Though these differences in emphasis might seem subtle, the effect can be substantial. As the average length of pharmaceutical sales calls drops, the need for training that helps reps deliver the most relevant and effective information during that short time grows.

“Time constraints are one of the biggest obstacles faced by pharmaceutical sales professionals,” Wathey says. “The average sales call lasts anywhere from 2 to 4 minutes and, more often than not, is nothing more than cornering a doctor in a hallway for 30 seconds. This obviously eliminates small talk (a good thing!) and requires a well-thought-out approach.

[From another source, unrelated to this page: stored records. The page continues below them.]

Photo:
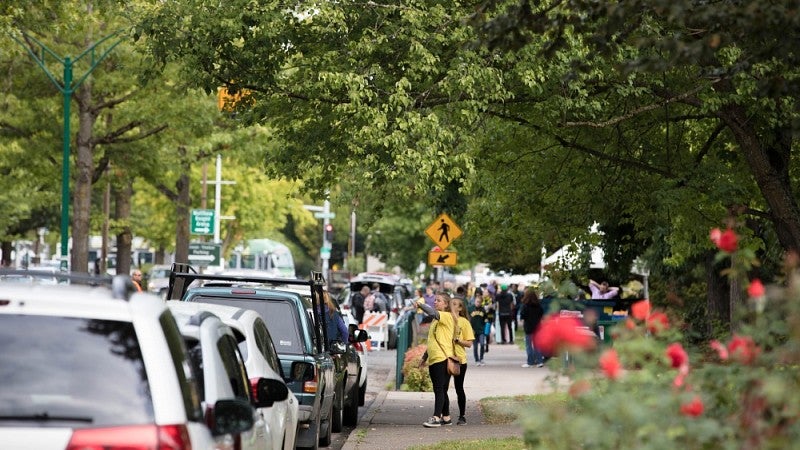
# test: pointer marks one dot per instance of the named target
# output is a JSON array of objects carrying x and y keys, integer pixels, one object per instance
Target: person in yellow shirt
[
  {"x": 441, "y": 345},
  {"x": 463, "y": 341}
]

I refer to this as a pinpoint strategy that emphasizes the need for precall planning. Representatives must understand each of their physicians. They must know what each physician needs and have a 2-minute drill prepared in case they bump into that doctor. The strategy may be as simple as: When I see Dr. Jones, I want to show him this chart from the Smith study because it addresses side effects and that is his concern. That’s all – just this one simple point. The physician’s reaction to that interaction then may form the basis of the next 2-minute drill.”

Finally, Wathey adds, pharmaceutical reps need to understand that while getting in to see the physician typically is the primary objective, it doesn’t have to be the only factor determining the success of a visit to the physician’s office. There’s also the staff to consider.

“I think the office staff is an untapped resource for most reps,” he says. “Reps spend a lot of time plotting to gain access to the physician. While that access is critical, it’s not always possible. Find out what is going on in the practice from the office staff. Often a simple comment from a nurse can provide a critical piece of information the rep can use in his or her next 2-minute drill.”